Today is a day I like to commemorate every year: Dorothy Parker’s birthday (1893-1967). I first came in contact with Mrs. Parker’s special brand of wit through a book of poetry, Love Poems by Women: An Anthology of Poetry from Around the World and Through the Ages, which is a volume edited by Wendy Mulford. Dorothy had a few poems in the book, including her poem entitled, “One Perfect Rose.” I can’t quote the whole poem here, though it’s short, because of copyright laws, but someone has taken the risk for me. (Don’t bother with the embedded video/audio for that site; it’s computer generated and completely lame.) The wonderful sense of irony in the short little ditty was so compelling, I had to read more and more of her work. After a while, having gone through her poems many times, I got a complete collection of her poems and short stories (mostly for the short stories, as I couldn’t find them anywhere else). Reading all of her fiction made me curious about her other work as a Broadway show critic for Vanity Fair, from 1918-1920 and then as a book reviewer with The New Yorker from 1925-1933. During this time, she published many, many poems and got quite a bit of critical acclaim. Later in her life, she became a screenwriter and was nominated for an Academy Award.

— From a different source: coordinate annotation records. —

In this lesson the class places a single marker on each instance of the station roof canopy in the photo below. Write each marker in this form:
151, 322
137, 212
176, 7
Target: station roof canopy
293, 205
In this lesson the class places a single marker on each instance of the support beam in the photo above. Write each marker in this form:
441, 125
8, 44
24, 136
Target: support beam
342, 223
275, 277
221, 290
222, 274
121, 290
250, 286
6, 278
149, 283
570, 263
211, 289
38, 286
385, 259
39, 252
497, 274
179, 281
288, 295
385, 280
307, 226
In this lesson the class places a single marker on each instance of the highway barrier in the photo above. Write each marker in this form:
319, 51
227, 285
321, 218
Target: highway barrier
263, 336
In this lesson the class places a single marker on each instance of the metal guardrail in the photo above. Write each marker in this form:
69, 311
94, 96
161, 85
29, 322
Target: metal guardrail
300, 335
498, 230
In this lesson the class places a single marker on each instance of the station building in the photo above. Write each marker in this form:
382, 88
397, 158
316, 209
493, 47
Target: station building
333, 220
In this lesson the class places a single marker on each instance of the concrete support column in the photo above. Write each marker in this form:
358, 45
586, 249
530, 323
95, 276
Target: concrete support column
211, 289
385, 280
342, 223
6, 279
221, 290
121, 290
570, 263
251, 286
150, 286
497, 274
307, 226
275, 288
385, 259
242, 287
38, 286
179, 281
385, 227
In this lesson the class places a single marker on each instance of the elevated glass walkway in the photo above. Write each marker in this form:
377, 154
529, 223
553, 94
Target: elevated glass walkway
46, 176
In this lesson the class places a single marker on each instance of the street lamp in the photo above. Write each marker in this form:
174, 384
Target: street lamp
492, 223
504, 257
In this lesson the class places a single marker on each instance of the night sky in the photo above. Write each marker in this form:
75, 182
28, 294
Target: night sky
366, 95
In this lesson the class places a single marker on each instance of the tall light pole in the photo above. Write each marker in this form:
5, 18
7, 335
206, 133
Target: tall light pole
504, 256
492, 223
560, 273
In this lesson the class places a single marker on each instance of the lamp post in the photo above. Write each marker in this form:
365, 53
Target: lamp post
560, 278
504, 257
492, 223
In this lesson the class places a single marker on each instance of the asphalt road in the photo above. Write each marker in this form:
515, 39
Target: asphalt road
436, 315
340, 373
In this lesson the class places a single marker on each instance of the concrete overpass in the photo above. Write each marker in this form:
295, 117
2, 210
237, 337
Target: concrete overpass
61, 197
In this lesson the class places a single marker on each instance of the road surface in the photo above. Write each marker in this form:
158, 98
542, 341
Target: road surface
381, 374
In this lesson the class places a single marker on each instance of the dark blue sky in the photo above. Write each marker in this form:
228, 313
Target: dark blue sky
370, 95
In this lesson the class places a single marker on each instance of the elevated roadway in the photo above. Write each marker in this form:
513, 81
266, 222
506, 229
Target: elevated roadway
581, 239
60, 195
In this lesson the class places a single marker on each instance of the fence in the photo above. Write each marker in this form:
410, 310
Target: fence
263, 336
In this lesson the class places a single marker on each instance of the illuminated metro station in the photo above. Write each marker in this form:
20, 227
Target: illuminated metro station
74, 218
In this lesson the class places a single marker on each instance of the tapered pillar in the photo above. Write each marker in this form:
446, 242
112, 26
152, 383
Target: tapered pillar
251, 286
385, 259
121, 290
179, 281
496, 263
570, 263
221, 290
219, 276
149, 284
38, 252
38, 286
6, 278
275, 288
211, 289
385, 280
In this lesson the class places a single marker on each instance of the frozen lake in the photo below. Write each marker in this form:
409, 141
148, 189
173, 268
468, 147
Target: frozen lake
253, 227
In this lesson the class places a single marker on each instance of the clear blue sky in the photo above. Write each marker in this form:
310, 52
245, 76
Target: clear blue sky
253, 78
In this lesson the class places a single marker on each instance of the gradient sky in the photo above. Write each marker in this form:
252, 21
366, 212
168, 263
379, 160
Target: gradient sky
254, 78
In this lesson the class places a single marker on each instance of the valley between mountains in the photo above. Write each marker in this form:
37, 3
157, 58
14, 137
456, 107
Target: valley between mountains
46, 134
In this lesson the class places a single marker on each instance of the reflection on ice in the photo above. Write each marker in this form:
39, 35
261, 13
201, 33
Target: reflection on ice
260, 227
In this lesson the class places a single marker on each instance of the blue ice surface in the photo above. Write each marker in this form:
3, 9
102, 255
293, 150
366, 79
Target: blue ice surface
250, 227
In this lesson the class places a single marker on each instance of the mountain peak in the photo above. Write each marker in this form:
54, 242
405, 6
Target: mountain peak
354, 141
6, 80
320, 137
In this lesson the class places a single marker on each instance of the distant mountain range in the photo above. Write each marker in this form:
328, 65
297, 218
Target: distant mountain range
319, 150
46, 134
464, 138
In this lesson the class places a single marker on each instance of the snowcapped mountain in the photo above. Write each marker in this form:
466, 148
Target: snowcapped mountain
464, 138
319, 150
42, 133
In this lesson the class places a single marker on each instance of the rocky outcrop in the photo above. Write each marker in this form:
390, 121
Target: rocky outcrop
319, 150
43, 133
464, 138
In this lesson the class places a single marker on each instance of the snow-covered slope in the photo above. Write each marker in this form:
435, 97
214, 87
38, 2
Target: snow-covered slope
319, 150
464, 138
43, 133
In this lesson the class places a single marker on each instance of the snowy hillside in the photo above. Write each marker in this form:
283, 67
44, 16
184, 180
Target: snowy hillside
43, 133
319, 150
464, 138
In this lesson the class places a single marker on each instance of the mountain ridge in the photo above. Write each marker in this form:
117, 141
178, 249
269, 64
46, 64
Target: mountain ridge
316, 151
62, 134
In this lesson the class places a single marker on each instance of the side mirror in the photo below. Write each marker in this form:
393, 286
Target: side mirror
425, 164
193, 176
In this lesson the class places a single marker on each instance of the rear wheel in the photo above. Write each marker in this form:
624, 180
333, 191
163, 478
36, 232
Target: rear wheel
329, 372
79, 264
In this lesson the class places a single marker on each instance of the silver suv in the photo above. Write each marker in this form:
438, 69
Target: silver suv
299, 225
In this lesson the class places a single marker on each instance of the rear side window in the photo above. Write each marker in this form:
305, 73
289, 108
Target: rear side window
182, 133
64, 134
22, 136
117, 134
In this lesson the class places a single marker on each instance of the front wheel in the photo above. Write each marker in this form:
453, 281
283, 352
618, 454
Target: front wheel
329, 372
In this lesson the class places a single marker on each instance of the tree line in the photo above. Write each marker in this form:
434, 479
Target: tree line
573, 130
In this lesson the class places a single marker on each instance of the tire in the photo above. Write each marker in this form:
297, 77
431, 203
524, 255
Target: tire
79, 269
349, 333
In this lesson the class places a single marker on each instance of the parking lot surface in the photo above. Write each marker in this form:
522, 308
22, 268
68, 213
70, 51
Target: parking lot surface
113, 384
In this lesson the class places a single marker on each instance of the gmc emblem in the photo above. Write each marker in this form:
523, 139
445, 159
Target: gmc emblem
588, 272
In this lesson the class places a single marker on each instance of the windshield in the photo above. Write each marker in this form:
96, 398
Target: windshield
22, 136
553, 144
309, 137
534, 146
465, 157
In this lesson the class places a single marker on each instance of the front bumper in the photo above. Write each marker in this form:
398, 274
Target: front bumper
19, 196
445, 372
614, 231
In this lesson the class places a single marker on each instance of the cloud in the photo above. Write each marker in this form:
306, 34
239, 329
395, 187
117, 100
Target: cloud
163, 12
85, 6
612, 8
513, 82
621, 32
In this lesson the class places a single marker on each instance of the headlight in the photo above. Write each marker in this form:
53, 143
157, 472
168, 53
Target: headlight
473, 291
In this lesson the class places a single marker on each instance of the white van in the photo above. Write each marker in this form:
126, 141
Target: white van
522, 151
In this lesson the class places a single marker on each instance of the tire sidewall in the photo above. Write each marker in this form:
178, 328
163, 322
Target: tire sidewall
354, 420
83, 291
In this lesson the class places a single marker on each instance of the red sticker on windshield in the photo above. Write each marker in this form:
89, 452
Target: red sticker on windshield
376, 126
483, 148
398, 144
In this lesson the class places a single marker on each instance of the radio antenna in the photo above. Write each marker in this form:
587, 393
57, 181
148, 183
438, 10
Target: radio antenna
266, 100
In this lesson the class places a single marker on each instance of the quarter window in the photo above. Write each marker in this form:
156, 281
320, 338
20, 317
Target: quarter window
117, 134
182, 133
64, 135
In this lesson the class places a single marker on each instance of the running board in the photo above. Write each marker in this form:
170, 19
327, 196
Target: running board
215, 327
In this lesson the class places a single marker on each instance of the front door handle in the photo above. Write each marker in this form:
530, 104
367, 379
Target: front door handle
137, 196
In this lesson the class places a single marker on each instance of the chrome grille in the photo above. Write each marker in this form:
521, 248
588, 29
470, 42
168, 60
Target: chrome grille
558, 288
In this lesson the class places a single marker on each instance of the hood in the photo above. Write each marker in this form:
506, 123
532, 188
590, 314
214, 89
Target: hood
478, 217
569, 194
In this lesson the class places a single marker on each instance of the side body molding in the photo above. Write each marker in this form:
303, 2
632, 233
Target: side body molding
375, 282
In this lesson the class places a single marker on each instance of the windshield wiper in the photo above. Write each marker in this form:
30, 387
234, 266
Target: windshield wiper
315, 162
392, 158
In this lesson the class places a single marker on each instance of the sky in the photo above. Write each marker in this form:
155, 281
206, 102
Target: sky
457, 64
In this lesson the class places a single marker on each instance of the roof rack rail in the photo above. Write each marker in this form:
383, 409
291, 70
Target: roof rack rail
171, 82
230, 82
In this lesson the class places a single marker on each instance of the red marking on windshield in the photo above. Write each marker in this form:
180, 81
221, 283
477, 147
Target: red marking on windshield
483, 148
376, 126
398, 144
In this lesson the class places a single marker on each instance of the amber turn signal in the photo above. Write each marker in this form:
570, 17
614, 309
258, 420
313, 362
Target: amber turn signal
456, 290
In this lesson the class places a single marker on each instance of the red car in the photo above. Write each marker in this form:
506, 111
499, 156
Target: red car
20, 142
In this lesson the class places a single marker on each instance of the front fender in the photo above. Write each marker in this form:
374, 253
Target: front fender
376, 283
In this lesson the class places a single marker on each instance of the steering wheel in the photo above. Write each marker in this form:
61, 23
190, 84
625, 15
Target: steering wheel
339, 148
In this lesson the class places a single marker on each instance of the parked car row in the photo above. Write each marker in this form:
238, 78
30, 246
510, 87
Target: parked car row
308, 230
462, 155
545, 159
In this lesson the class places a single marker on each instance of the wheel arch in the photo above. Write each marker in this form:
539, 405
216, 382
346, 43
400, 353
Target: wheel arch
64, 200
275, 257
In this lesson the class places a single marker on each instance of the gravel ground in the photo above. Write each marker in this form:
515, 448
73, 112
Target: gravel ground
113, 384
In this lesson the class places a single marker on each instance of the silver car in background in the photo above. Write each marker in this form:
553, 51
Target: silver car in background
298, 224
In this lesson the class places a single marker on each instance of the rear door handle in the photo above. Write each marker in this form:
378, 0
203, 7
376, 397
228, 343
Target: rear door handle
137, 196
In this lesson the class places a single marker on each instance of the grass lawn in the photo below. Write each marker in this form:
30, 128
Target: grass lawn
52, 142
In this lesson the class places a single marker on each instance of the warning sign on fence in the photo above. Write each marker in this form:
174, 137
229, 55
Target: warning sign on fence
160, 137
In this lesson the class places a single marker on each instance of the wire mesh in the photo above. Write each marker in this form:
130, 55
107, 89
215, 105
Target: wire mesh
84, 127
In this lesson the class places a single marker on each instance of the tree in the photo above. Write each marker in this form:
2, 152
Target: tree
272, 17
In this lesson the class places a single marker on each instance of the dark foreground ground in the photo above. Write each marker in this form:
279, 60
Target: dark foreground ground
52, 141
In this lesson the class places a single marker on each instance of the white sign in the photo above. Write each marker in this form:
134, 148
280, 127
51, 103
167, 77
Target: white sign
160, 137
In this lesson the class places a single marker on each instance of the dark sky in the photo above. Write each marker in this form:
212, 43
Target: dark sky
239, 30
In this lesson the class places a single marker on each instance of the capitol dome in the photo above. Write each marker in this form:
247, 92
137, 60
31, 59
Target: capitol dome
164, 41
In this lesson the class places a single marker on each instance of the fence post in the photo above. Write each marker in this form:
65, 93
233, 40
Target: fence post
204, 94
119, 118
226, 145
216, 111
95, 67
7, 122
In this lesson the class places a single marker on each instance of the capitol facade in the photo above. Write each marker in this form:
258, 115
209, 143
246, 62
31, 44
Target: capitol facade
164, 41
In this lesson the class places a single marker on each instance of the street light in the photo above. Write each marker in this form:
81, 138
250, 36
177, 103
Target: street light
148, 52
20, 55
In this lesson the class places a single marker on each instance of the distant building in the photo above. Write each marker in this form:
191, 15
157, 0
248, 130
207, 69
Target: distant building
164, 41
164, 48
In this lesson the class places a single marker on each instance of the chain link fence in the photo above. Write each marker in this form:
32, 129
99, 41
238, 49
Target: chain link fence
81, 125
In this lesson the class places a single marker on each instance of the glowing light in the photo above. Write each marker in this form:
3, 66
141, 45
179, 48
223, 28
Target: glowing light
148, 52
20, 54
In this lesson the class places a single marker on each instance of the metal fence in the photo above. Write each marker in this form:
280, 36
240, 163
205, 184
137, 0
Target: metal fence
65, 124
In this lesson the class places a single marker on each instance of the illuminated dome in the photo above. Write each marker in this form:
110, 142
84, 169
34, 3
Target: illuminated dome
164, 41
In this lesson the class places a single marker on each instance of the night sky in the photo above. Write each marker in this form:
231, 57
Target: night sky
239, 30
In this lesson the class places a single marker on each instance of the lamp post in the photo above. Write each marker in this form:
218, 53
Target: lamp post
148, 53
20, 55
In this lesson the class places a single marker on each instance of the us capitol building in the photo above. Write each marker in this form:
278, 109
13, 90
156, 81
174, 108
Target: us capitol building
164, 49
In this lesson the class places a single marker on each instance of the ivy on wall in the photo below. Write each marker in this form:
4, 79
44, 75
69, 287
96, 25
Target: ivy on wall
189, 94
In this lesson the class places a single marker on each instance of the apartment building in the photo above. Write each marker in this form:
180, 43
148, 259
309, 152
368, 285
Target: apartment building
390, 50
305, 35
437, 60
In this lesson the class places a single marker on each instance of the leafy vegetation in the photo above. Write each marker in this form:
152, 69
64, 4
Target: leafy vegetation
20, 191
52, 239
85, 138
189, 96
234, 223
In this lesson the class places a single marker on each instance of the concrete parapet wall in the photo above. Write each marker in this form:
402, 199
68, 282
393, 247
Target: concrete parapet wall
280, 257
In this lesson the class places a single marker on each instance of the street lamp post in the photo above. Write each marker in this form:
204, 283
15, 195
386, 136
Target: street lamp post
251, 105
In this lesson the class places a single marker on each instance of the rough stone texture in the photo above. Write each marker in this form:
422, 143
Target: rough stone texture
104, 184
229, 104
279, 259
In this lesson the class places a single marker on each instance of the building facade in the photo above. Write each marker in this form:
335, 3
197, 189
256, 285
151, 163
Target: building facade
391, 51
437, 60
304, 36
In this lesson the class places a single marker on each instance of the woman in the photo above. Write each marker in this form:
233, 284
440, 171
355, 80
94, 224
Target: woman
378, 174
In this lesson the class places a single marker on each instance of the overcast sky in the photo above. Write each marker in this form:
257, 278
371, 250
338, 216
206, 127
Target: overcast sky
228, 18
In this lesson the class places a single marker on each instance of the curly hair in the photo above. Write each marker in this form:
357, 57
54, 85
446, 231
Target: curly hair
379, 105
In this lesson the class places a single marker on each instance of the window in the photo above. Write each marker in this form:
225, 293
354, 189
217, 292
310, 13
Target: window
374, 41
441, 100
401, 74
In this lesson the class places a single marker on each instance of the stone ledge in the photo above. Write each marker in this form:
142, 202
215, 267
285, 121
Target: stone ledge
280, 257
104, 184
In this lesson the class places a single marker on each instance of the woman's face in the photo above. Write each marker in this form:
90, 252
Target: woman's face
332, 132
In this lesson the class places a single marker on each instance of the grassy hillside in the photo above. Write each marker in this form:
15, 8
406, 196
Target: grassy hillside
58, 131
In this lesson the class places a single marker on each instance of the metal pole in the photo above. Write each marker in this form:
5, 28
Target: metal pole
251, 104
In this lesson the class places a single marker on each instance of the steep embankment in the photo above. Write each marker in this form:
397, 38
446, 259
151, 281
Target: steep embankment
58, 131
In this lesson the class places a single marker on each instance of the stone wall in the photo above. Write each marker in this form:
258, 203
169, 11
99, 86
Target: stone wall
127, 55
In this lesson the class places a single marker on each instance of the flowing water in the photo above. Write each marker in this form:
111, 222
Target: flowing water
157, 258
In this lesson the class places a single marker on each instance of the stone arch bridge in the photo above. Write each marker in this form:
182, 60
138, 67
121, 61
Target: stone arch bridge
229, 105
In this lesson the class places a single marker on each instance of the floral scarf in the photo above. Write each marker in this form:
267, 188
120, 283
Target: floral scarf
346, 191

Dorothy’s words live on in her numerous satirical works and acerbic (often scathing) rhyming poems about everything under the sun. I strongly recommend her wonderful writing as a way to expand your horizons. Her topics are timeless. I only wish we had someone as brilliant to look up to now. She is an icon for women writers everywhere.
Thanks for celebrating her birthday with me today!